Und dann gab es noch die andere Seite des, sagen wir, zivilen Ungehorsams. Nämlich Geschichten darüber, dass es weitergeht mit dem Netz und dem Geschäft mit E- davor. Zum Beispiel in form eines Interviews mit Star-Investor Vindo Khosla. Oder dem Beschreiben der neuen Normalität in der US-Techszene. Da war zum Beispiel der Börsengang des Schnäppchenhändlers Overstock.com – der erfolgreiche Börsengang sei hinzugefügt. Ironischerweise machte Overstock reichlich Umsatz mit dem Verkauf der Büroeinrichtungen Pleite gegangener Internet-Firmen. Auch Netflix und Paypal gingen zu dieser Zeit an die Börse – und holten sich das Geld um zu einer Macht im Digitalgeschäft zu werden.
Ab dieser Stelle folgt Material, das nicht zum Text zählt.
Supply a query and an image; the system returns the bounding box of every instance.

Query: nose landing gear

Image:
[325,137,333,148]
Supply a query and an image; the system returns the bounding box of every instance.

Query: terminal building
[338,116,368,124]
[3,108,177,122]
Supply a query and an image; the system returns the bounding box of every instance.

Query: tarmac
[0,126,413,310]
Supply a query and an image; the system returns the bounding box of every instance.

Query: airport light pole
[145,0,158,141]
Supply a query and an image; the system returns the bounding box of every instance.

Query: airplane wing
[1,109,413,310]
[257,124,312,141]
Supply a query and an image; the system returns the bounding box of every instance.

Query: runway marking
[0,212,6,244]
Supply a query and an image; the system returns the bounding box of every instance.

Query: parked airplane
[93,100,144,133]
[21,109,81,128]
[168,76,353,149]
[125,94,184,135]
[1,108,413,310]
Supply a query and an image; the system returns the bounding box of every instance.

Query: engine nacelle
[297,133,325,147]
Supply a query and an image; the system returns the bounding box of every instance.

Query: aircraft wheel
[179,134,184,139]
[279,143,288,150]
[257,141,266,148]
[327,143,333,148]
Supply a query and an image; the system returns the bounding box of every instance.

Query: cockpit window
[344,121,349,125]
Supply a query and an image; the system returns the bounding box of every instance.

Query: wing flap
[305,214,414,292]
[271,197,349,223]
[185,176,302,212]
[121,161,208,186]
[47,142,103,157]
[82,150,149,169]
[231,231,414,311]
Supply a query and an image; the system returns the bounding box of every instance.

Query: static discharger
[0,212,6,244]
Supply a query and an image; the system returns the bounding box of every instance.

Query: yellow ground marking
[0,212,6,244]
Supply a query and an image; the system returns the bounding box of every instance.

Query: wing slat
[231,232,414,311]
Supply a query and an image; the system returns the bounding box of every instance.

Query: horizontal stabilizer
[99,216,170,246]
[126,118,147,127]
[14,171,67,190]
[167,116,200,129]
Dass die meisten Firmen noch Verluste machten schreckte die Anleger nicht mehr.

Derweil überschritt Amazon die Gewinnschwelle und eine Suchmaschine namens Google galt als heißer IPO-Kandidat. Während die deutschen Gründer sich schlimmste Beschimpfungen anhören konnten wurde in den USA die Saat für das gelegt, was einmal Web 2.0 heißen würde. Ein Viertel der an der Börse gelisteten Web-Unternehmen schrieb schon wieder schwarze Zahlen, Hotels.com leistete sich eine 10 Mill. $ schwere Werbekampagne, der Online-Broker E-Trade investierte gar 16,5 Mill. in TV-Spots.

Dies hätte man als Zeichen werten können, dass jenes Internet nicht wieder verschwinden wird. Stattdessen schlossen viele in Deutschland für einige Jahre mit dem Thema ab – und so entstand ein Rückstand, der aktuell nicht aufholbar scheint.